元々のご質問の趣旨とは違う、余計なことを書いてしまいました。予科練のなかの甲飛、乙飛の対立ですが、ざっと以下のようなことです(コップの中の嵐のような話です)。
海軍航空隊の予科練習生の制度は、1930年(昭和5年)に横須賀の航空隊に設置されたのを嚆矢としますが、元々は高小卒(あるいは中学ニ年修了程度の)15歳から17歳程度の少年を三年間養成して、その後飛行戦技訓練を行って実戦力となる航空兵に仕立てようというものでした。
当初は甲種飛行予科練も、乙種飛行予科練もありませんでした。ところが、1937年(昭和12年)になると、従来より練習期間を半減させて一年半とし、募集も中学四年一学期修了(のちに中学三年修了)程度の者として、甲種飛行予科練の制度をつくり、従来の予科練は乙種飛行予科練となりました。
海軍は甲飛募集に際して、誇大な宣伝を行い、海兵と天秤にかけて甲飛に志願するものなどもあらわれ、甲飛として海軍に入ったものの騙されたと失望感を抱く者、屈折した者が出てきました。
一方、元々の予科練である、乙飛は自分たちより訓練期間も短く、下士官に任官するのも早い、甲飛にたいして面白い筈がなく、甲飛と乙飛が混在し、両者の勢力が拮抗しているような航空隊では、両者の反目、いがみ合いがあったのです。
海軍の制度上の問題に起因しているとはいえ、若い連中によくあるグループ間の軋轢という面もあると思います。

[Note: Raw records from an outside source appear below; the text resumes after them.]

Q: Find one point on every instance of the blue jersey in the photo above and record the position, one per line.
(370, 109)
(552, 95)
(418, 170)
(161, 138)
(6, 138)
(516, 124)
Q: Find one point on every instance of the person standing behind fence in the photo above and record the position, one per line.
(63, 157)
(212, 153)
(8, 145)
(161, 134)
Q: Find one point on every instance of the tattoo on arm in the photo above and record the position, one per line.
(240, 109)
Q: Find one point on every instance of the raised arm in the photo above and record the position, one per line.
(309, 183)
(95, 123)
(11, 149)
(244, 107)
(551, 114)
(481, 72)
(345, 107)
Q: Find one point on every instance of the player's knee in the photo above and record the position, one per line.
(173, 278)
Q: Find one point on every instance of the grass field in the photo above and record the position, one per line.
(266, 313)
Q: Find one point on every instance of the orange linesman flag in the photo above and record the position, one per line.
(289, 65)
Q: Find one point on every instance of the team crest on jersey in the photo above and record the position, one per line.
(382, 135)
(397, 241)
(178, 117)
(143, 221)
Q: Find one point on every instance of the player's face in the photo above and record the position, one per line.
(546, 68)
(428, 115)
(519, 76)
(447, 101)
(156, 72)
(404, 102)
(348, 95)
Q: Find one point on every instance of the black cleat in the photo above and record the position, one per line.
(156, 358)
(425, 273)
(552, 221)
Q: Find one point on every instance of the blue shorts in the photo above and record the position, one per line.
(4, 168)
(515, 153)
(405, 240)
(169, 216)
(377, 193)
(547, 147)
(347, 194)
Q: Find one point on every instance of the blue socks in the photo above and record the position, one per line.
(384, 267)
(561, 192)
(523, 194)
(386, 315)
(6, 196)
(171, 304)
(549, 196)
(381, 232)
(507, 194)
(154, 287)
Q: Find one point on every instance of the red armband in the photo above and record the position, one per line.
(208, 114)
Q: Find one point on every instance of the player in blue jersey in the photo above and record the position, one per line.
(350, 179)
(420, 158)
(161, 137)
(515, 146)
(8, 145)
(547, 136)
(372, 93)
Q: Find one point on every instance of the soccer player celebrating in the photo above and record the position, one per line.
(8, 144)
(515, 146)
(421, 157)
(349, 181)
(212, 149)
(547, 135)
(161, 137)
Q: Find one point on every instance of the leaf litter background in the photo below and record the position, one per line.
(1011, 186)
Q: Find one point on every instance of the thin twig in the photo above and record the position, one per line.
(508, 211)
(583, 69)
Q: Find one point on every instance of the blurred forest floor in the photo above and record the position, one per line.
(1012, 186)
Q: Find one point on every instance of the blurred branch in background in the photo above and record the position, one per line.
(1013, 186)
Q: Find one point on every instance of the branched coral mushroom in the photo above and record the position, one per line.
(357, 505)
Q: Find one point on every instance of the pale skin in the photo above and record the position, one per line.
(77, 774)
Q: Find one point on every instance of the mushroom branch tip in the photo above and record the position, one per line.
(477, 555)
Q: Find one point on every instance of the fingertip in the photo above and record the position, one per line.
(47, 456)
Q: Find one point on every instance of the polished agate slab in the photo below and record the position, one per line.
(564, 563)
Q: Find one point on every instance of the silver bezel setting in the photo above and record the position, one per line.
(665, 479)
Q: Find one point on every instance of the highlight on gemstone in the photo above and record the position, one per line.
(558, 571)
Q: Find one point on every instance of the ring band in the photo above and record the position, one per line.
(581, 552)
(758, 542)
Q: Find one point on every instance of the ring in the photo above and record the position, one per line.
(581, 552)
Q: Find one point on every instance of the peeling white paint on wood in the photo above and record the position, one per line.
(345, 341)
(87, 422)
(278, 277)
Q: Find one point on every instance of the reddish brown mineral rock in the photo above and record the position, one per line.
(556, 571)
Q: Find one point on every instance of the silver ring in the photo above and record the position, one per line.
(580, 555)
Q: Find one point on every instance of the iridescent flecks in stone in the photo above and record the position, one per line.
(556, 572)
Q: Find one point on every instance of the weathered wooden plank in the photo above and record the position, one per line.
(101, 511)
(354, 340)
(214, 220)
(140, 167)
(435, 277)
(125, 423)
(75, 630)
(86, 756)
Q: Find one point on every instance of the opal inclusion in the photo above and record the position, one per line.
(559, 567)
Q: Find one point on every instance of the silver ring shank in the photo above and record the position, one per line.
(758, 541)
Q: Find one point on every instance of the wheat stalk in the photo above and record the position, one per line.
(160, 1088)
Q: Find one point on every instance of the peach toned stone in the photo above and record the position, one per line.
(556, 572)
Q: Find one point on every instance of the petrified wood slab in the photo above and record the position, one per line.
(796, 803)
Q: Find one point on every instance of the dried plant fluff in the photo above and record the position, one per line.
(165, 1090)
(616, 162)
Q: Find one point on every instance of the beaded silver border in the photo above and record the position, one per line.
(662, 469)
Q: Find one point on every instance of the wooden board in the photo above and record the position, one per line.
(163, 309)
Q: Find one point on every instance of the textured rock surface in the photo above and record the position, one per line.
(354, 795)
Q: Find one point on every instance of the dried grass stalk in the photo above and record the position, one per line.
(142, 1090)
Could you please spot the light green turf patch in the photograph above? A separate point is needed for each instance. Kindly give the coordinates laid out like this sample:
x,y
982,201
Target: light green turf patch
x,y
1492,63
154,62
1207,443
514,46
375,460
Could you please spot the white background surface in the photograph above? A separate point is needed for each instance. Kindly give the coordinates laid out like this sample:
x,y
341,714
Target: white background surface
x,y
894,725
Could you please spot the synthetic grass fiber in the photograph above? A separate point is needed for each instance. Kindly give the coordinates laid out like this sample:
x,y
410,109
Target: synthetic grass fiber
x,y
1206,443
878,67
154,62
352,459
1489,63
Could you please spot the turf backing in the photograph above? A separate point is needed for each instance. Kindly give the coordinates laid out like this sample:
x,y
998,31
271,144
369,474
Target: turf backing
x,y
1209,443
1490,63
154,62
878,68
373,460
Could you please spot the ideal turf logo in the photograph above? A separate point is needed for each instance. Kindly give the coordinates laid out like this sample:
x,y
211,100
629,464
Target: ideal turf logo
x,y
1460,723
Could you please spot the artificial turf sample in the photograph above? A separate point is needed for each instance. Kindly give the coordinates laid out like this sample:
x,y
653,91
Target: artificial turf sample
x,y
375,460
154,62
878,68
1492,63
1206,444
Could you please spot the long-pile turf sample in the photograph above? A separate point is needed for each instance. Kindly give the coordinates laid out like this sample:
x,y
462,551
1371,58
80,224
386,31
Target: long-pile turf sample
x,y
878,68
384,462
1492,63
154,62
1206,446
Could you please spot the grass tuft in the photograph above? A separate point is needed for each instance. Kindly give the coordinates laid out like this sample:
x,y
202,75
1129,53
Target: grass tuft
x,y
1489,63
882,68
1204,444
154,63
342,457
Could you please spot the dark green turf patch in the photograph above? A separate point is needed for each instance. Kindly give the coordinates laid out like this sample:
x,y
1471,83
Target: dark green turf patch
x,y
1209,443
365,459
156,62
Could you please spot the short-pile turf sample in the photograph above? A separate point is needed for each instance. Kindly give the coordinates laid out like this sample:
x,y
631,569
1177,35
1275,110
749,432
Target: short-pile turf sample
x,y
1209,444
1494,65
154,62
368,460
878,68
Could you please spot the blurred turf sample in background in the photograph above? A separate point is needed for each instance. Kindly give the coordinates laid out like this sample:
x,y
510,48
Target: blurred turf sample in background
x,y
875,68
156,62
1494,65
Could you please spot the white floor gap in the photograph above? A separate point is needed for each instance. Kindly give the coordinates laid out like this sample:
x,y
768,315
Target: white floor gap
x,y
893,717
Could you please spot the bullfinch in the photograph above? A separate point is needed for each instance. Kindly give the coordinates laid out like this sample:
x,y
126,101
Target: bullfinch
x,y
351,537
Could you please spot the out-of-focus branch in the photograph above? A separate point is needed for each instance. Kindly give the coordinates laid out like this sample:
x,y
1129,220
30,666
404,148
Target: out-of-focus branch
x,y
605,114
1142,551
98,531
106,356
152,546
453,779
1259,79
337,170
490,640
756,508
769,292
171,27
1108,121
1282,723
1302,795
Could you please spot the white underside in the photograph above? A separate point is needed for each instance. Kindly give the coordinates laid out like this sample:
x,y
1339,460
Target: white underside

ちなみに、甲飛、乙飛とは別に、1940年(昭和15年)、一般の兵から航空兵に選抜する操縦練習生と偵察練習生を統合し、丙種飛行予科練習生(丙飛)としました。これは水兵や機関兵から選ばれた飛行兵の卵で、(略)『とっつあん予科練』とか呼ばれていました。この人たちはさすがに超然としていたと思います。
何か話が逸れたままで、すみません。」
実は、小生も海兵と天秤にかけていないが、陸軍幼年学校に進むのをやめて後に予科練に入ったくちである。純粋な愛国の志と口で言えば、聞こえがいいが、小商人の倅で門閥とも無縁、日露戦争直後に模範兵として兵役を送っていたのに差別されて伍長になれなかった親父から聞いた話や、学校に配属されていた陸軍の将校が機嫌の良いときに教えてくれた話を総合して、要領の良さや縁故の罷り通る陸軍よりも海軍のほうが公平そうだと子供なりに選択した道である。
しかし、その選択は死に直結していたのだ。小生は、1944年8月下旬の残暑厳しき頃、練習生が皆一堂に集められ、外部に話が漏れるのをおそれて暗幕まで張った薄暗いなかで、司令である大佐から「○(マル)兵器要員募集」について聞かされたときも、それが今までの予科練での訓練とは無縁な飛行機以外の特攻兵器であるということから、それには志願しないと無印で応募用紙を提出した。「○(マル)兵器」というのが、回天や震洋などであることは、すぐには分からなかったが、後で知ってやはり志願しなくてよかったと思った。自分は偵察要員、それも専門は電信である。どうせ死ぬなら、飛行機に乗って無線を飛ばしながら、あるいは得意だった機銃をうちながら死ぬのであれば本望だが、飛行機以外の死に場所は考えたくなかった。
なお、回天搭乗員では、小生の親戚でもなんでもないが、同姓の森稔君が特攻死している。
彼は狭い回天のなかで、近づきつつある敵艦に向かっていったとき、どんな心境だったのだろうか。回天などの訓練をしたものの、命拾いした人も少なくないが、回天にせよ、飛行機での特攻にせよ、十六、七の少年に死を覚悟させるのが、どれほど罪なことか。